More than half of those who reported losses to imposter bond scams were first contacted by phone, accounting for $11 million in losses.
The ACCC advises it is critical to independently verify the financial institution or bank issuing the bonds by directly calling the bank or financial service. Make sure you use details you have sourced yourself rather than using any phone numbers or links provided.
Always have an accredited financial or legal advisor check any potential investment opportunity before you send any money or provide your credit card details, and only invest as much as you can afford to lose.
The ACCC says bonds can be purchased via the Australian Stock Exchange (ASX). If you are thinking about doing this, follow ASIC’s safety advice.
Seniors are a prime target of a new scam called ‘Hi Mum,’ where scammers impersonate family members and friends through phone messages claiming they need help.
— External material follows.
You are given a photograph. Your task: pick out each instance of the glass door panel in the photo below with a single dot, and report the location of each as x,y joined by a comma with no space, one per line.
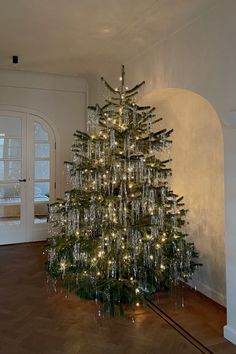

Eighty-two per cent of family impersonation scams are reported by people over the age of 55, accounting for 95 per cent of all reported losses.
More than 1,150 Australians fell victim in the first seven months of this year, with total reported losses of $2.6 million. Most of these scams were reported in June and July 2022.
Over two-thirds of family impersonation scams have been reported by women over 55, accounting for more than $1.4 million in losses.
Victims are contacted, often through WhatsApp, by a scammer posing as a family member or friend.
The scammer claims they have lost or damaged their phone and are contacting a new number. Once the scammer has developed a rapport with their target, they ask for personal information such as photos or money to help urgently pay a bill.
These requests continue the ruse of a lost or broken phone with the justification that the funds are needed because they cannot access their online banking temporarily.
Some messages will say, “It’s me.” In other cases, scammers have contact information and use the name of the person they are impersonating.
The ACCC urges people who receive suspicious messages from a number they do not recognise to verify the contact independently.
You should start by calling them back on the number already stored in your phone to confirm if it is no longer in use. If they pick up – you know it is a scam.
If you cannot make contact, you should try a secondary contact method to verify the person on the other end of the phone.
If you still cannot contact your family member or friend, ask a personal question a scammer could not know the answer to. This ensures the person on the other end of the phone is who they say they are.
Never send money without being sure to who you are sending it to.
If you think you are a scam victim, contact your bank as soon as possible, as they may be able to find where the money went. Block scam accounts and help others to avoid sending money to scammers.
Optus customers who fell victim to the recent data breach are urged to check for unusual activity in their online accounts. Useful information about the action you can take is on the Scamwatch website.